Cameron squirmed with embarrassment as Anderson told how “no boy of his year gave him more trouble” than Cameron. Fortunately for the ambitious adviser Anderson kept quiet about his drugs secret.
Cameron disagreed with Howard’s crackdown on rave parties where ecstasy was the drug of choice, not least because his wife Samantha, who was then his girlfriend, attended them.
He thought further embarrassment would come when he was first adopted as Conservative parliamentary candidate for Witney in 2000. Half the shadow cabinet had admitted they had taken drugs and Cameron was petrified the Witney association would ask him. They didn’t.
During his campaign for the party leadership, Cameron was dogged by repeated questions about whether he had taken illegal substances prior to winning a seat at Westminster. He stuck rigidly to the line that politicians were entitled to a private life before they were elected.

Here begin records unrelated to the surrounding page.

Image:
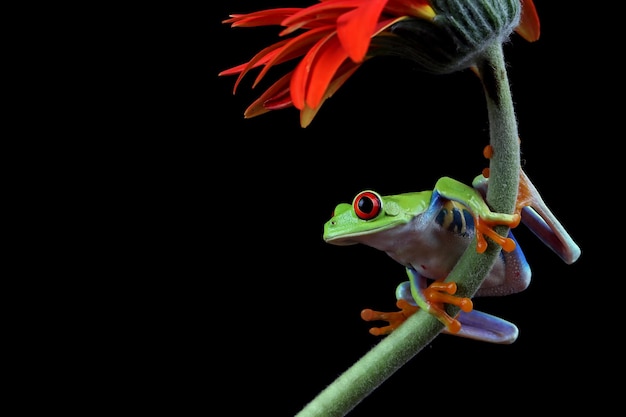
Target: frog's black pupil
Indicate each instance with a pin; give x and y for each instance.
(366, 205)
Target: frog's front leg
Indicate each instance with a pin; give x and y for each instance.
(415, 294)
(536, 215)
(484, 219)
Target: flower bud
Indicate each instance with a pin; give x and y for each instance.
(452, 41)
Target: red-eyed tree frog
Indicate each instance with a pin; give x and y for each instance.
(428, 231)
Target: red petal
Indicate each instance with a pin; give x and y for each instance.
(325, 63)
(279, 89)
(261, 18)
(295, 47)
(326, 8)
(301, 75)
(260, 58)
(355, 28)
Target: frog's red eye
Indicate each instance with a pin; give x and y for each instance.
(367, 205)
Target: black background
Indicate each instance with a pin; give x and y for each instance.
(281, 314)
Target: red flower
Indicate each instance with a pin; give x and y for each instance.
(332, 39)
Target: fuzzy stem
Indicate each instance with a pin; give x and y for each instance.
(350, 388)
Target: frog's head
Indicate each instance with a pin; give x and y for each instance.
(371, 213)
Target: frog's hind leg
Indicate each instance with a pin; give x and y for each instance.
(485, 327)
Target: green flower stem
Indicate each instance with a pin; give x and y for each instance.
(396, 349)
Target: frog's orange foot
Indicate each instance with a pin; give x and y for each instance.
(485, 227)
(439, 293)
(394, 319)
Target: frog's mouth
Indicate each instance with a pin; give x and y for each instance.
(334, 237)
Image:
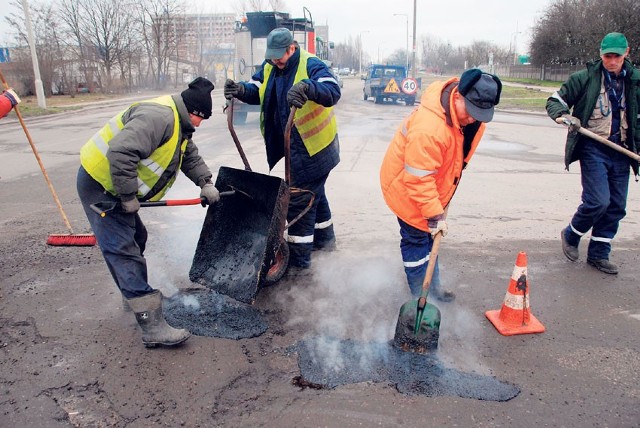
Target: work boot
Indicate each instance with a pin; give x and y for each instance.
(569, 250)
(329, 246)
(155, 330)
(125, 305)
(603, 265)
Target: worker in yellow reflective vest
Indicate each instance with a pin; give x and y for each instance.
(291, 76)
(136, 157)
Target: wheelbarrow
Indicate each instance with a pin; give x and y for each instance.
(241, 247)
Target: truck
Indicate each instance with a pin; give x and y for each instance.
(250, 36)
(390, 83)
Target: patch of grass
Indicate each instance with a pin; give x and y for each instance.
(59, 103)
(533, 82)
(521, 98)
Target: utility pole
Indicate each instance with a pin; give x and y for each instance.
(406, 52)
(42, 103)
(413, 55)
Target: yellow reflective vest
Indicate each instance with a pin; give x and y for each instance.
(93, 155)
(316, 124)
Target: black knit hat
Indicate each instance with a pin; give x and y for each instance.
(197, 97)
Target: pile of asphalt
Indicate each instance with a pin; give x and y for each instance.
(329, 363)
(209, 313)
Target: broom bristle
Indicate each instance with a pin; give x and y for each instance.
(72, 240)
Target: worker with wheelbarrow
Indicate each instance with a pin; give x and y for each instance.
(136, 157)
(292, 77)
(424, 162)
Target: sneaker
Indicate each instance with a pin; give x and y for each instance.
(603, 265)
(569, 250)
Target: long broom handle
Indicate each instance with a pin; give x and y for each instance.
(602, 140)
(35, 152)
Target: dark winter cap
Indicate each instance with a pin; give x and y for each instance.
(481, 92)
(197, 97)
(614, 43)
(278, 41)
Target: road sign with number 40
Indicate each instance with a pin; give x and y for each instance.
(409, 86)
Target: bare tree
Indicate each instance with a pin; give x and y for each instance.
(161, 35)
(570, 31)
(47, 40)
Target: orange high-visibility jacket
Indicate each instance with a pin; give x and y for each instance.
(423, 164)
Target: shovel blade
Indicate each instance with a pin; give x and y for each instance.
(417, 332)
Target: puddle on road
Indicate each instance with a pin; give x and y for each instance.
(329, 363)
(208, 313)
(489, 145)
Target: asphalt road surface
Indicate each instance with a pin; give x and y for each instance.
(70, 355)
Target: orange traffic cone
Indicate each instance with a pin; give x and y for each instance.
(515, 316)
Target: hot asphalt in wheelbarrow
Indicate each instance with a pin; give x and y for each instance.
(241, 234)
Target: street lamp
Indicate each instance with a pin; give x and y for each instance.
(42, 103)
(360, 39)
(406, 17)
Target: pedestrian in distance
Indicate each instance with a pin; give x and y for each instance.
(291, 76)
(8, 100)
(424, 162)
(603, 97)
(136, 157)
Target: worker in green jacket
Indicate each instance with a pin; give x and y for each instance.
(604, 97)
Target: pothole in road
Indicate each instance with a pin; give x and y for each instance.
(328, 363)
(208, 313)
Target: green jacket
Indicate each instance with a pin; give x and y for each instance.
(580, 93)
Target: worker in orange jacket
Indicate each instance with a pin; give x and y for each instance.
(424, 162)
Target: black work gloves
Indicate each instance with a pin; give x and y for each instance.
(297, 95)
(572, 122)
(210, 193)
(233, 89)
(129, 204)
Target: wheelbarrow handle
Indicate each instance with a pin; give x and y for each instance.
(104, 207)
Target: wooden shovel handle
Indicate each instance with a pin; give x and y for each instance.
(602, 140)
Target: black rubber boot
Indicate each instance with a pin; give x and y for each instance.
(569, 251)
(155, 330)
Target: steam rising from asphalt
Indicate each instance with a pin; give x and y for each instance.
(359, 299)
(460, 328)
(173, 237)
(348, 298)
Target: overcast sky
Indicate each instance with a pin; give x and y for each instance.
(458, 22)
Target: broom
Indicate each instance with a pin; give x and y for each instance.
(69, 239)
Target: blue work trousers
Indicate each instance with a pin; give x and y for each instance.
(314, 230)
(121, 237)
(415, 246)
(605, 183)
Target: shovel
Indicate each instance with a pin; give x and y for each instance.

The closest Cameron has ever come to admitting drug taking in the past was when he was asked if he had done so at university.
He replied that he had had a “normal university experience”.
Last night there was a mixed reaction to the revelations about his involvement in the drugs scandal at Eton and claims he also used cannabis at Oxford.
Within minutes of the news breaking, a discussion had begun on the “open blog” section of Cameron’s website.
Many contributors posted messages in support of the Tory leader, arguing that he should not be attacked for mistakes made so long in the past.
Peter Ainsworth, the shadow environment secretary who has previously admitted smoking cannabis, said last night: “What happened 20 years ago at school seems to me to have no bearing whatsoever on what is happening today.
“People have a right to a private life. We are talking about a schoolboy here, 20 years ago. I don’t see why it is a matter of public interest at all.”
However, the controversy is likely to be seized on by right-wingers in the party, who have been dismayed by the Tory leader’s liberal approach to traditional Tory law and order issues, such as his much derided “huga hoodie” campaign.
Lord Tebbit, the former Tory party chairman, challenged Cameron to come clean about whether the reports were true. “What you do in private tends to spill over into what you do in public,” he said.